"Many of us thought by this time, Kennedy would have 100 members of Congress tied up," a supportive House member reflected recently. "But he doesn't." And some of the places where Kennedy has failed to galvanize his potential support could prove critical in the coming months. Democratic Congressman Tom Harkin is deemed by some observers of the Iowa scene to be pivotal in the tight caucus fight upcoming in that state. Like Edward Boland of Massachusetts, Harkin commands support in a rural area that cannot be readily organized by campaign workers. Presumed early on to be in the Kennedy camp, he has not yet entered Kennedy's tent with endorsement in hand. In Illinois, Dan Rostenkowski, a force in Chicago politics, has not committed his support to Kennedy, either. One does not imagine these men being inspired to act as hastily as Jane Byrne, given Kennedy's performance in recent weeks. And in New Hampshire – where Kennedy must broaden his liberal base, especially in small working-class towns peopled by right-of-center Democrats – William Loeb's Manchester Union Leader is doing daily mischief with front page editorials against Teddy accompanied by negative feature stories and cartoons that consistently keep his foibles in full view. Last Thursday, for example, this blast was the centerpiece of a front-page editorial: "The more Senator Kennedy attempts to explain away his thoughtless and ill-timed condemnation of the former shah of Iran, the more irrevocably he establishes his reputation as a desperate political opportunist who will say anything, do anything, to win votes - and then dissimulate feverishly when it becomes apparent that his tactics have backfired."
The problem for Kennedy, then is one of accumulating wounds, self-inflicted and salted by the impression that he is a man of utmost impatience – "Not one to stand there with the bat on his shoulder" when public comment tickles his fancy, as a close adviser once described him, a personality of excess given to free-swinging and faulty judgments. Amid such public skepticism, the mere fact of his fumbling over words begins to make the sounds run, for it dilutes the view of Kennedy held until a few weeks ago, the view expressed by a member of the Massachusetts delegation who said, "Teddy's persona is larger than the sum of its parts. His sentences do not parse, but he always comes to the right decision."

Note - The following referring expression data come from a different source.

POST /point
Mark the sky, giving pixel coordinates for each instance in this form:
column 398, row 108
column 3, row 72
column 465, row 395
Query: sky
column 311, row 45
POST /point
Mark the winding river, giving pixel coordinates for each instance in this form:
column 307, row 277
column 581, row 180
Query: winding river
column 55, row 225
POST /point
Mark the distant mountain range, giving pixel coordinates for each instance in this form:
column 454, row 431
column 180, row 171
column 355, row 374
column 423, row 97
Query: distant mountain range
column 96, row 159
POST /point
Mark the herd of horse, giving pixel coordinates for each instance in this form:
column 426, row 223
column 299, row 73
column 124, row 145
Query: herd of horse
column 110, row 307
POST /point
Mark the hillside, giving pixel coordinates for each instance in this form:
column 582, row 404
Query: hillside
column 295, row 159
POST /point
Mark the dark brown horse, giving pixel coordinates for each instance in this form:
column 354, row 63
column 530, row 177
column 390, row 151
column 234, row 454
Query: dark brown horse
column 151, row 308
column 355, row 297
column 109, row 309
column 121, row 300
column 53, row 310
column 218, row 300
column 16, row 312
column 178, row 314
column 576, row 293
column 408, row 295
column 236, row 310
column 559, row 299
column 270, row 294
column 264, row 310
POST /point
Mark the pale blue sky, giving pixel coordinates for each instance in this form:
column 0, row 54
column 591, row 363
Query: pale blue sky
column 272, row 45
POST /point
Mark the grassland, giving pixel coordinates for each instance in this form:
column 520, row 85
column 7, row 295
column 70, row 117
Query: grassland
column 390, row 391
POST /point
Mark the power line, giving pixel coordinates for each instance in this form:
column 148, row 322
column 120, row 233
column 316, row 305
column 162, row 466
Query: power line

Or so it seemed. Now he has seemingly come to several wrong decisions in a row, and suddenly the sum of his persona is being brought into question. Worse, yet Kennedy has created an Emersonian dilemma with his Iranian remarks: events are in the saddle and riding him. And the man holding the reins is Ayatollah Khomeini. Should Khomeini decide to act violently against the hostages, Kennedy will have succeeded in lopping off a share of the blame for himself that might have otherwise been Carter's lonely ration. More devastating would be the options left to Kennedy if Khomeini invokes retribution; if Imam harms or slays the hostages, Kennedy's only recourse would be rhetoric. Carter's could be war. Which is one of the reasons why the smart money – even among Kennedy's own advisers – was against his challenging the sitting president of his party.